If you are a parent going through a divorce, you and your spouse will have to come to an agreement concerning the custody of your children. When parents can’t arrive at a solution on their own, the court will often order a custody evaluation; however, the parents can also request one themselves. Custody evaluators are mental health professionals with experience working with children, usually as therapists or psychologists. Their duty is to make recommendations for issues such as: custody plans, therapy, dealing with family conflicts, etc.
How does the evaluation work?
The custody evaluation will consist of multiple steps, which can include:
- Interviews with you and your spouse individually
- Interviews with your children individually
- Interviews with other people involved in your children’s lives such as teachers, family members, doctors, etc.
- Observing the interactions of you and your spouse with your children
- Looking over court documents concerning the divorce and child custody
- Administration of psychological testing to any of the individuals in the family
After the custody evaluator gathers all the relevant information, they will compile a report for the court. The report will include both their findings and their recommendations as to how custody should be allocated.

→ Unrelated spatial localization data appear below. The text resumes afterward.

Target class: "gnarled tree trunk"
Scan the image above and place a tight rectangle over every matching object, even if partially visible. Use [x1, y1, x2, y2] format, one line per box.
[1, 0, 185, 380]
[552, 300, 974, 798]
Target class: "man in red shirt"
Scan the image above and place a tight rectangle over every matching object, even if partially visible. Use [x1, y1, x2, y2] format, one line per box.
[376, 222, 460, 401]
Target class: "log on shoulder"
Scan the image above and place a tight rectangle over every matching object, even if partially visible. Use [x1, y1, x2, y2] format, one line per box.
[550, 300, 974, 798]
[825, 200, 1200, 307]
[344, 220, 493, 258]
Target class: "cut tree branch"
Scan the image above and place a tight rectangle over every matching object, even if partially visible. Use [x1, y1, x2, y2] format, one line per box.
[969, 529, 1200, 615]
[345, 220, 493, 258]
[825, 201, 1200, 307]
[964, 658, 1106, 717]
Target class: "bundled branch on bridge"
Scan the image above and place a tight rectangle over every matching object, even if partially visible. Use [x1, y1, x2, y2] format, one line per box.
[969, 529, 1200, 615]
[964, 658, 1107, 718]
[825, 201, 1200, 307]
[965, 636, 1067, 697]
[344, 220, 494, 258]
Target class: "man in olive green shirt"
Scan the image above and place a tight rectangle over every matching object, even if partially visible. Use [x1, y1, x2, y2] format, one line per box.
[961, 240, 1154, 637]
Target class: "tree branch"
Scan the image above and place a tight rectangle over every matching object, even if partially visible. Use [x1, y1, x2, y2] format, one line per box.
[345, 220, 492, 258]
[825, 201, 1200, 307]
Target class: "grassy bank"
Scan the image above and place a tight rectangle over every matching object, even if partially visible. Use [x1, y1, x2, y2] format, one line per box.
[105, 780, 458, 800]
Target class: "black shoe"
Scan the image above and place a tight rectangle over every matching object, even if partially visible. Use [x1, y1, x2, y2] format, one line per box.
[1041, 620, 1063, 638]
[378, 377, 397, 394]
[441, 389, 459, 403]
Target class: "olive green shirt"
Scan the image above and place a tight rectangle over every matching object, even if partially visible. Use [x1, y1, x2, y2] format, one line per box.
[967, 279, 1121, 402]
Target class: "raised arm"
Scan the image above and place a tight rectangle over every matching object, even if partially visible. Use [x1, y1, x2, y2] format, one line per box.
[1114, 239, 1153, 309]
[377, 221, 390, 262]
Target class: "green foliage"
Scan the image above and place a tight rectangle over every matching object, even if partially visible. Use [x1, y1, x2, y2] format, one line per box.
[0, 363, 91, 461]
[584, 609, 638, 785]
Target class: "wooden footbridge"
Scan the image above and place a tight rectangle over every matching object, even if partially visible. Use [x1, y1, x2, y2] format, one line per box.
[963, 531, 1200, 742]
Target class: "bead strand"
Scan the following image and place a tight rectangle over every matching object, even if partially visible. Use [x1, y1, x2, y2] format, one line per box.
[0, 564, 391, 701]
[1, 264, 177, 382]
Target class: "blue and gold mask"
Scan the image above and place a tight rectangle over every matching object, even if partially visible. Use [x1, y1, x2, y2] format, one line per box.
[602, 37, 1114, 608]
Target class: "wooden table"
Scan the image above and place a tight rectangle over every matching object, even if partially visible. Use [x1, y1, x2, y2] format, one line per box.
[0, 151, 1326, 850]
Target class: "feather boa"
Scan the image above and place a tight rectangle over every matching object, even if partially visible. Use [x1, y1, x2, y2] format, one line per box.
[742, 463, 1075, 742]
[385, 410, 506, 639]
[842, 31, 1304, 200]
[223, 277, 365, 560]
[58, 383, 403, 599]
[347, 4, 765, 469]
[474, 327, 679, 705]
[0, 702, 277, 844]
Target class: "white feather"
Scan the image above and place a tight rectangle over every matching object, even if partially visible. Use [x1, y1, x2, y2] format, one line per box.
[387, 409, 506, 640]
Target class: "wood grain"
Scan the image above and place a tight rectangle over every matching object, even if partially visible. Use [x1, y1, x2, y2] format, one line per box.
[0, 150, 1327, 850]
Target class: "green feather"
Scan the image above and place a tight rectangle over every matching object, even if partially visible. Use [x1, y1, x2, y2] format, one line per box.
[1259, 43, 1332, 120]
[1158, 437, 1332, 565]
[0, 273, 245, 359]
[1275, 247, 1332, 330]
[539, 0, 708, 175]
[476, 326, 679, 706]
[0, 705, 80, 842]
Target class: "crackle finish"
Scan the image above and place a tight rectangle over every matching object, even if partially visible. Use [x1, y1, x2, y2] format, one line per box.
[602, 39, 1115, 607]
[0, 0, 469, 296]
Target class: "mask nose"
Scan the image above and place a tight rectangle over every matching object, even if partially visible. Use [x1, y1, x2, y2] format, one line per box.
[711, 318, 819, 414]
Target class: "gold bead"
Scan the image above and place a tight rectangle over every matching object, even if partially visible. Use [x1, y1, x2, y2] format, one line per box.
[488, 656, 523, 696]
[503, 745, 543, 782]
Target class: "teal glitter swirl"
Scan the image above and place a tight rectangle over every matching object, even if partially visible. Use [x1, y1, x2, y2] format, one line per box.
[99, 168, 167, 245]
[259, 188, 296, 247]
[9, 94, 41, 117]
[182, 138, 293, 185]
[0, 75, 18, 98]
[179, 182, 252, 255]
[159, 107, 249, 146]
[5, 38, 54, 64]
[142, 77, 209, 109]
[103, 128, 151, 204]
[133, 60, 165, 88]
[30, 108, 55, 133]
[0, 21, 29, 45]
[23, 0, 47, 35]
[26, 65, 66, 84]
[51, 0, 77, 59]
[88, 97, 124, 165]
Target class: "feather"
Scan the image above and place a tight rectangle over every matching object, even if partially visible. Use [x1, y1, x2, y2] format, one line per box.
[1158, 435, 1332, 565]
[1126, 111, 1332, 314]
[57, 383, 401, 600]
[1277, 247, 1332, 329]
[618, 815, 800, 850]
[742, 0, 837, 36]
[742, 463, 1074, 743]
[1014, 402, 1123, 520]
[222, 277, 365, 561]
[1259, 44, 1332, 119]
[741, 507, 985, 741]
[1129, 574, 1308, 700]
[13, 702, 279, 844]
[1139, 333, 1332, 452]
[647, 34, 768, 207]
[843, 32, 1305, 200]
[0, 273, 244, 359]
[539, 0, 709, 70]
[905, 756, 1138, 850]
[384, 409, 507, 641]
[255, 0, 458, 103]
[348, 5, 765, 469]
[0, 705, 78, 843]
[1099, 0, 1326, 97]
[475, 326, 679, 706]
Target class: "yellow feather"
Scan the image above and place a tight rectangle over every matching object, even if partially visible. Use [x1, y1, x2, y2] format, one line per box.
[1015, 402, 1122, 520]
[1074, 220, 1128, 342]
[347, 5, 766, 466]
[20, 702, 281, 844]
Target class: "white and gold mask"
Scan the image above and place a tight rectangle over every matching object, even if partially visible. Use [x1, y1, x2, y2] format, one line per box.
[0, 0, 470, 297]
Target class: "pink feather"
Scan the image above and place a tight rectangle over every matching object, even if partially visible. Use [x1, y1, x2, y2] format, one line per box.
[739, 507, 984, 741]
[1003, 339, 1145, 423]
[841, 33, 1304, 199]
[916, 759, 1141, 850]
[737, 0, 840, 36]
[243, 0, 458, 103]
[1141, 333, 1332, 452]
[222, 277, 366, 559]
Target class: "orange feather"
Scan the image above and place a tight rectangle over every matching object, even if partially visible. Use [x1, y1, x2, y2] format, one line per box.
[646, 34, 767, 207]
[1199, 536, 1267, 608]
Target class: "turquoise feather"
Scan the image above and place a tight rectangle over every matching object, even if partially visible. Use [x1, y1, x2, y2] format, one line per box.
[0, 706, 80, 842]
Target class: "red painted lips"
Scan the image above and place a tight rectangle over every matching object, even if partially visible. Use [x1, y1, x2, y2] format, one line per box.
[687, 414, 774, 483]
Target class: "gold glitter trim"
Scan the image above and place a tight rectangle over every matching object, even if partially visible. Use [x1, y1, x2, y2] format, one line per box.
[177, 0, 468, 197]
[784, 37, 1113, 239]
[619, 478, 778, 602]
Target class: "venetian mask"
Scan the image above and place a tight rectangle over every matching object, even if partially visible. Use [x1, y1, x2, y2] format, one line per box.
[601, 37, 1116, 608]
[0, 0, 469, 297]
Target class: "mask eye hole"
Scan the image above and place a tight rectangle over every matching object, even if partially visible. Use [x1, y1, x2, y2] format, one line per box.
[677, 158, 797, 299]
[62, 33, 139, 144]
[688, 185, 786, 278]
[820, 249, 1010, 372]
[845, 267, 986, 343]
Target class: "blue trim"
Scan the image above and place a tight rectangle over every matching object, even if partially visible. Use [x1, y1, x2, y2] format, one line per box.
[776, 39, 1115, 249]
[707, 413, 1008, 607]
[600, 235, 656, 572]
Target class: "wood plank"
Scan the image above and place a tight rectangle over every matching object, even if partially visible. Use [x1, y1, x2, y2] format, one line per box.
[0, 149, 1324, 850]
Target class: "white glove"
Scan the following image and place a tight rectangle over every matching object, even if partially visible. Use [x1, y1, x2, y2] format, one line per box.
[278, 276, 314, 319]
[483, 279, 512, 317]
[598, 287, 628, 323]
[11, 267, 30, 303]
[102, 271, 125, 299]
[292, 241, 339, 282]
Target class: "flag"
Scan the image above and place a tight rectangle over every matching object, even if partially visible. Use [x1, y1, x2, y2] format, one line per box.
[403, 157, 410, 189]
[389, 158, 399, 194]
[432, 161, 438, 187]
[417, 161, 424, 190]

Tips for the Custody Evaluation Process
- Stay calm.
- Be punctual and prepared. The custody evaluator will most likely ask for information such as medical records, proof of employment, and court documents.
- Be honest.
- Do not tell your children what to say. The custody evaluator needs to hear from them without either parent trying to interfere.
What if I disagree with the custody evaluator’s recommendations?
The judge does not have to follow the custody evaluator’s recommendations. If, during the process, you have concerns about the impartiality or the fitness of the custody evaluator, talk to your lawyer before the report is submitted. If the report has already been submitted and you do not agree with the custody evaluator’s recommendations, ask your lawyer how best to fight it in court.